RC: W5 D3 — Merging iterators (part 2)
March 13, 2024My memtables rely on red-black trees, and I have implemented the latter such that, if I insert a record whose key is a duplicate of another record in the tree, I replace it with the new value. Therefore, I am guaranteed to never have any duplicates within the same memtable (here, by “duplicate”, I mean “two records that have the same key”).
However, the records in one memtable may be duplicates of others located in a different memtable. Thus, when merging iterators from multiple memtables, I need to make sure I return only the correct duplicate (i.e. the most recently-inserted record). In order to separate concerns, I created a second function whose responsibility would be to filter out the duplicates. It can be implemented very simply: the first time it encounters a new key, it yields the record, and every duplicate that shows up afterward is ignored.

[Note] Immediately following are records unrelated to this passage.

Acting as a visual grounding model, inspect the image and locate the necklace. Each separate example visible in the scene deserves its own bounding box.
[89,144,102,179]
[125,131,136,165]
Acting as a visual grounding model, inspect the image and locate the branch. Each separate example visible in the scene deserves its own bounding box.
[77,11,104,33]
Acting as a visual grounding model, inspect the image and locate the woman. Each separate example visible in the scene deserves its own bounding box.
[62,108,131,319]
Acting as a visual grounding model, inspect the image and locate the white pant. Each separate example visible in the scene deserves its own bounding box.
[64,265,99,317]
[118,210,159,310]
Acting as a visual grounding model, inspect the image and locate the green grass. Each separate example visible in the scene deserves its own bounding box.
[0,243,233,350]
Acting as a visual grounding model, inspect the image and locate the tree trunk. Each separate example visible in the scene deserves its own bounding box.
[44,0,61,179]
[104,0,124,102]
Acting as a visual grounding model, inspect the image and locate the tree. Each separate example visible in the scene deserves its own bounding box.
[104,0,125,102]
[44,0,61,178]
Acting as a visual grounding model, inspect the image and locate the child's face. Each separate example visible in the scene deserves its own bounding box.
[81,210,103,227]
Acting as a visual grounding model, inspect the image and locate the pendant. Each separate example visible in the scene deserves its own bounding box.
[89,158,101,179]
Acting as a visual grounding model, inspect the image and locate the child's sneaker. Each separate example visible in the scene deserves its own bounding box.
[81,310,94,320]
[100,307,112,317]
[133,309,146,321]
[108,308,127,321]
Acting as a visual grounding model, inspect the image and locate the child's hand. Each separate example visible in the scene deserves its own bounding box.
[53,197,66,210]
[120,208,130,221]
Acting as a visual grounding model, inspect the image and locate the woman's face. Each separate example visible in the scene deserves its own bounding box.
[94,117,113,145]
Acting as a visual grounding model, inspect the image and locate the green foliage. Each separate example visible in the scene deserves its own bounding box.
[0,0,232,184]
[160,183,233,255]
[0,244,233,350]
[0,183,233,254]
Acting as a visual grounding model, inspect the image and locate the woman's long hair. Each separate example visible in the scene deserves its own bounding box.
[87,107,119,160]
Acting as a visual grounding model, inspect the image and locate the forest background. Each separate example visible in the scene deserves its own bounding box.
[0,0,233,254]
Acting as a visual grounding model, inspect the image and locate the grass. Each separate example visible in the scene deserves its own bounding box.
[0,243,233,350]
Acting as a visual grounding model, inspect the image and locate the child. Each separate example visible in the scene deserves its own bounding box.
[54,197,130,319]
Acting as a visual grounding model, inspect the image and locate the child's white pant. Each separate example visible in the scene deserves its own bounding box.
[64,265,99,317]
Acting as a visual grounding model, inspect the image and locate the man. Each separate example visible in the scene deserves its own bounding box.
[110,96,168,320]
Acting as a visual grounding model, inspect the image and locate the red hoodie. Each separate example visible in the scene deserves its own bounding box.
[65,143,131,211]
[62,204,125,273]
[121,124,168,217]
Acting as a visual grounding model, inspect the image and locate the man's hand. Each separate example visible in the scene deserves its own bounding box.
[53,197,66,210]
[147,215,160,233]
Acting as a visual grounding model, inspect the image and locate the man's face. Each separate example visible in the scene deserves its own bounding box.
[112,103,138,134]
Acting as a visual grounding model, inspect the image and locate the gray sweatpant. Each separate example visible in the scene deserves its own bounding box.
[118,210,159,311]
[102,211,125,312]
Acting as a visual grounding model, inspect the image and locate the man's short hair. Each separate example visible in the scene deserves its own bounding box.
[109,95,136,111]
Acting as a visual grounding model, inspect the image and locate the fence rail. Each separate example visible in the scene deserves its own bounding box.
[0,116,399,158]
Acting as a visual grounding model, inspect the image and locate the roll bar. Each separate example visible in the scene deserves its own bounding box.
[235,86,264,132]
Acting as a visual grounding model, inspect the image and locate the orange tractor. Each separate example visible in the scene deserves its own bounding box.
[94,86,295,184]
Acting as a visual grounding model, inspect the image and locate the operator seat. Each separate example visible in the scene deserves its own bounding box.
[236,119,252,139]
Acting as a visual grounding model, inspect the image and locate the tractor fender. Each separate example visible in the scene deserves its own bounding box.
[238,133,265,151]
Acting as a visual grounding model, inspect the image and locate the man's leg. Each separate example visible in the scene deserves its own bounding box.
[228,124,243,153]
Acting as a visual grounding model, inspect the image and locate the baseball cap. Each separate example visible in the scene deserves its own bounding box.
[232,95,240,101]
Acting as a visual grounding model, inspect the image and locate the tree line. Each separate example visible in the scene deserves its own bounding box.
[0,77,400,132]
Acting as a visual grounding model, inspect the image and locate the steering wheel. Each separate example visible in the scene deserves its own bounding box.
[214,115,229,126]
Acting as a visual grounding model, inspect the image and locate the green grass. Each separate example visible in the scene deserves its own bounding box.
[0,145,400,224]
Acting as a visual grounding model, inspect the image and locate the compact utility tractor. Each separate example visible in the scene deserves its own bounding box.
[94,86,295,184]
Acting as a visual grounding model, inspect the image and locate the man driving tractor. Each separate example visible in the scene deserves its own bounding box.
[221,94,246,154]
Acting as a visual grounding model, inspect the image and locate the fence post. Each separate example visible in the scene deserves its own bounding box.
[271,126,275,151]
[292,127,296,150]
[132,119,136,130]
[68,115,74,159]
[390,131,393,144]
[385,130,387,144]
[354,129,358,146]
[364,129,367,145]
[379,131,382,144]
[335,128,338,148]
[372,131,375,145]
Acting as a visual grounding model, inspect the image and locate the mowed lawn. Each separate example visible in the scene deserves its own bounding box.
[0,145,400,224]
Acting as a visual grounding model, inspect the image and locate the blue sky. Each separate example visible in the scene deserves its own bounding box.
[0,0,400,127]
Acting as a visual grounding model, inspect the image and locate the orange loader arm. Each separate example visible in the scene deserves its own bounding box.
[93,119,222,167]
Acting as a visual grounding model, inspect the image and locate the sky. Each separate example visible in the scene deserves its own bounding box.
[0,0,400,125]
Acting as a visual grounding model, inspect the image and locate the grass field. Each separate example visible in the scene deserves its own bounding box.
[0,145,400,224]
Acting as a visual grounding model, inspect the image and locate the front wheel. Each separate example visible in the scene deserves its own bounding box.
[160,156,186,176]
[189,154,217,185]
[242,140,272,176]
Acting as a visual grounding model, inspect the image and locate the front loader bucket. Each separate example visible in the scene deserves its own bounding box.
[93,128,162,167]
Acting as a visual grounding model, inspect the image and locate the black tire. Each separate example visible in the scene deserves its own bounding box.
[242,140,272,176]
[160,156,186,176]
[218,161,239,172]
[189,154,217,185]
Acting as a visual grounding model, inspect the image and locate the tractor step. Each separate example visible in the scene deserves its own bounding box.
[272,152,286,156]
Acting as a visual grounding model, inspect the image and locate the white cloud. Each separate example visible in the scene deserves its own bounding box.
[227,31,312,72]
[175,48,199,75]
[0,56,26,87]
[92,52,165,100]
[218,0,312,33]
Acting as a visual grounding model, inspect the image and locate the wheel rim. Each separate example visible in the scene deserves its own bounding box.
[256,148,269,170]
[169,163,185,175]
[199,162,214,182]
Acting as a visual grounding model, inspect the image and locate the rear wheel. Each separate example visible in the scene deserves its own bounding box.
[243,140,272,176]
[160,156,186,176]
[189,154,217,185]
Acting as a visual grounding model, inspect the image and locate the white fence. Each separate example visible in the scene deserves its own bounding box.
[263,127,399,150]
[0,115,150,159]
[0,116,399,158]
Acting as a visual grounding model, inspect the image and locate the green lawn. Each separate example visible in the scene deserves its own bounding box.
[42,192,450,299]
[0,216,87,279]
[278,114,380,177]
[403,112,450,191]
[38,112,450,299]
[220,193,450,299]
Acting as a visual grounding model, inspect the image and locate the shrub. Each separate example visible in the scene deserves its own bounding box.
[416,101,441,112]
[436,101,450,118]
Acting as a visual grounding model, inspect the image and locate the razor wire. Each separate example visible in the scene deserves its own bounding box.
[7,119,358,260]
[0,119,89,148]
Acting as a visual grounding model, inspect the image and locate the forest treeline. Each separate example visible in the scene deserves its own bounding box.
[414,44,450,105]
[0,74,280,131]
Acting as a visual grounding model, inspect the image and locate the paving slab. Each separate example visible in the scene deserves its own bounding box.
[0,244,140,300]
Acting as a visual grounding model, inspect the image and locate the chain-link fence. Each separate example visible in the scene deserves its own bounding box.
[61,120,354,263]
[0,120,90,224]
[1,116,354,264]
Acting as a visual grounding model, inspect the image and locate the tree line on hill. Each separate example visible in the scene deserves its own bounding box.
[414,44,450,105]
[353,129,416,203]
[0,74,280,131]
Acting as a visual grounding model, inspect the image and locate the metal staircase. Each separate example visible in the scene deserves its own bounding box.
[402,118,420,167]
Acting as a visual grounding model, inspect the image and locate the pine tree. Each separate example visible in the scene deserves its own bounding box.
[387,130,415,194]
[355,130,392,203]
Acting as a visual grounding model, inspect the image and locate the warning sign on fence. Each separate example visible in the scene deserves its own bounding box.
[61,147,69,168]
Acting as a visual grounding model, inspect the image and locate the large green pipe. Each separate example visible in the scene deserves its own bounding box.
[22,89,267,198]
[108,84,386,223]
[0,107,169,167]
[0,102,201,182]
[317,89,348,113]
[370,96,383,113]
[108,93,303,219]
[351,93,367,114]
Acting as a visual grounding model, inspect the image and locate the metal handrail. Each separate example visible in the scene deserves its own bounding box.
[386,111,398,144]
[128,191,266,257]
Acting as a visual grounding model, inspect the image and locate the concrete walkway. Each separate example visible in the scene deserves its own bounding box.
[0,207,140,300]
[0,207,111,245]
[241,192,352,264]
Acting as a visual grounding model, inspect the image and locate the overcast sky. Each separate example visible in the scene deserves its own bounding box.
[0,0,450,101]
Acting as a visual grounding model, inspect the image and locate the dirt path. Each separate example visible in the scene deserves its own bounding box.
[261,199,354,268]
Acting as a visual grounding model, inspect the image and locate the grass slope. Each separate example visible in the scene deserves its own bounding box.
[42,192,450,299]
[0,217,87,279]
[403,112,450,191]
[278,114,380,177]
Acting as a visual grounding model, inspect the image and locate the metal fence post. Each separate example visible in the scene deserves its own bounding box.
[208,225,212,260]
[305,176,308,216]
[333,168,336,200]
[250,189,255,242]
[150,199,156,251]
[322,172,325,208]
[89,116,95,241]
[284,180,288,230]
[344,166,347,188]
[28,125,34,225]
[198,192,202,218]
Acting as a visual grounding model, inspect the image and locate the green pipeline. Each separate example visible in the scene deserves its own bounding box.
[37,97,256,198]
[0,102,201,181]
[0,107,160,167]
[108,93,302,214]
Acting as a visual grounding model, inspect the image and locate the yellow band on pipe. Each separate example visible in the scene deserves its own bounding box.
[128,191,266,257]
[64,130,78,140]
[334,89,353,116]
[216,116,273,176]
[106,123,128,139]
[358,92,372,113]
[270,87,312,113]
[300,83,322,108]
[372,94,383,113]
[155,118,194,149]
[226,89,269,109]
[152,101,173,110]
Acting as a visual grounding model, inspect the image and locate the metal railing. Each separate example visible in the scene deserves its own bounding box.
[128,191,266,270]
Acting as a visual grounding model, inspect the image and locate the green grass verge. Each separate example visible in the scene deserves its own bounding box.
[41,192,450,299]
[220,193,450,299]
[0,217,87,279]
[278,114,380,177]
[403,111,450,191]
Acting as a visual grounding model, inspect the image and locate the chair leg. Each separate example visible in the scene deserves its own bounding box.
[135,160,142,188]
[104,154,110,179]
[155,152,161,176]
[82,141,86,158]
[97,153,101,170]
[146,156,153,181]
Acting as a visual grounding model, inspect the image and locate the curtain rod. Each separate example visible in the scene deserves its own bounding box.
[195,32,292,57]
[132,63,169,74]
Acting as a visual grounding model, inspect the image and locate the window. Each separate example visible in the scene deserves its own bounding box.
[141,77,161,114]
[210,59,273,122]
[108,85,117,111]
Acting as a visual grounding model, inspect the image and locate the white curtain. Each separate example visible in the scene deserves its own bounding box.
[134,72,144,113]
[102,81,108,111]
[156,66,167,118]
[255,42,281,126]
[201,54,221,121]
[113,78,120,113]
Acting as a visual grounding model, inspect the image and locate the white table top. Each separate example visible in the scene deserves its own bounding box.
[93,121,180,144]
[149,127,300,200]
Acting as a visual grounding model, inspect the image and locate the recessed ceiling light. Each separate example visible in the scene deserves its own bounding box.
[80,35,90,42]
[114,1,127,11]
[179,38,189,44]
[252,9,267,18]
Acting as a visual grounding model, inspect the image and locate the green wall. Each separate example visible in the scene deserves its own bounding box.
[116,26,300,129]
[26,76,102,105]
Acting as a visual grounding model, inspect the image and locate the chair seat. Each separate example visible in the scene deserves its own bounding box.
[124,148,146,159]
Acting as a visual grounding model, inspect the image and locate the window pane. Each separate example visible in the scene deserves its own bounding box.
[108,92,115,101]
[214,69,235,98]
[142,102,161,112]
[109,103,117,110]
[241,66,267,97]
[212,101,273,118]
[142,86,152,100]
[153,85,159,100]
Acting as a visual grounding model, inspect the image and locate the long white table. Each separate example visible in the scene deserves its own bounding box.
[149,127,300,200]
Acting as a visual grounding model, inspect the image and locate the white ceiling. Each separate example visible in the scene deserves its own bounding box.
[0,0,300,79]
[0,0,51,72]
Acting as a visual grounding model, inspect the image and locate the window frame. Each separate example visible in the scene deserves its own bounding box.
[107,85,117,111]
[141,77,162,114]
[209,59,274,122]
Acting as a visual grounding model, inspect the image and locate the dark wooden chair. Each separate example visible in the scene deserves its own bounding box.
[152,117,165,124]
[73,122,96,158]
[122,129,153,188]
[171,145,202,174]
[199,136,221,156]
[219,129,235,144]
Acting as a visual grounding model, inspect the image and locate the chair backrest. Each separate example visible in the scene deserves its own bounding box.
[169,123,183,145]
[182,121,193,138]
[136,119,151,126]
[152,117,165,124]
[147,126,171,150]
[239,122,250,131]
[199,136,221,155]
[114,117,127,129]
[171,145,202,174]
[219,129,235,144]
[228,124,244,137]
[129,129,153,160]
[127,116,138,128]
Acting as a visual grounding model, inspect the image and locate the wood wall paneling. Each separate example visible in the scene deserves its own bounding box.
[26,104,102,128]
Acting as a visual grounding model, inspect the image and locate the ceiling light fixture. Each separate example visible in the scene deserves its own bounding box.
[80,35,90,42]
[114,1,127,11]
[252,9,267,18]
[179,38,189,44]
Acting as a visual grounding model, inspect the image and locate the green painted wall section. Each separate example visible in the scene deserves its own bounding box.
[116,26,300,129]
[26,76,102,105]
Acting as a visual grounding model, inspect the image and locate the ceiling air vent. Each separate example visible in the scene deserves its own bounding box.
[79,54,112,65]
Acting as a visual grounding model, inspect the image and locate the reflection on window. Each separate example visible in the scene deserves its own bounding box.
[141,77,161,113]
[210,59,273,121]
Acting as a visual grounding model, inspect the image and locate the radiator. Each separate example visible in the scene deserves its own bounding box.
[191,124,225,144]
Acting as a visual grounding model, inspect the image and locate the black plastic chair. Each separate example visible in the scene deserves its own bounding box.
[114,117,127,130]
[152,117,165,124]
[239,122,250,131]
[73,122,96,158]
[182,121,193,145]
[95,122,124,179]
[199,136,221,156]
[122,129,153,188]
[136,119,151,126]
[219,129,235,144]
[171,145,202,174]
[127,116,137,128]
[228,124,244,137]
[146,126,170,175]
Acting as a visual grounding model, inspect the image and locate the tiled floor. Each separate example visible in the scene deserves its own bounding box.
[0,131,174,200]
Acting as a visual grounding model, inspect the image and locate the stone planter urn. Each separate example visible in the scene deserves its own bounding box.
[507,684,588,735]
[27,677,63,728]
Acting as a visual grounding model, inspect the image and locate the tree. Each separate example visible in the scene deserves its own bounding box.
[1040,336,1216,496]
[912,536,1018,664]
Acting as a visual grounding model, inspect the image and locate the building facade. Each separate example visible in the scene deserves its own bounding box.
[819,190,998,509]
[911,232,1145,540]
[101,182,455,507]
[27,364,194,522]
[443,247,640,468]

def filter_duplicates(iterator: Iterator[Record]) -> Iterator[Record]:
previous_item = None
for item in iterator:
if previous_item is not None and item.is_duplicate(previous_item):
continue
yield item
previous_item = item
The filter_duplicates
function takes the merged iterator (containing duplicates) as input and returns an iterator
without duplicates.
To make sure this simple implementation is correct, I need to make sure that the first duplicate in the list is the most
recently-written one.
In other words, I need to make sure that the merge_iterators
function implemented yesterday would yield them in this
order.
Given that my merge_iterators
function uses a heapq
and that
iterators are passed in most to least recent order to it, I made a very simple experiment to check how duplicates are
inserted:
import heapq
class Item:
def __init__(self, key, id):
self.key = key
self.id = id
def __lt__(self, other: "Item"):
return self.key < other.key
heap = []
heapq.heappush(heap, Item("a", 1))
heapq.heappush(heap, Item("a", 3))
heapq.heappush(heap, Item("a", 2))
print([el.id for el in heap]) # [1, 3, 2]
Duplicates are indeed inserted after the first occurrence! This makes total sense since
Python’s heapq
is implemented as a binary tree according
to their documentation.
So everything is fine: I can now make sure I merge iterators and keep only the relevant record when there are duplicates!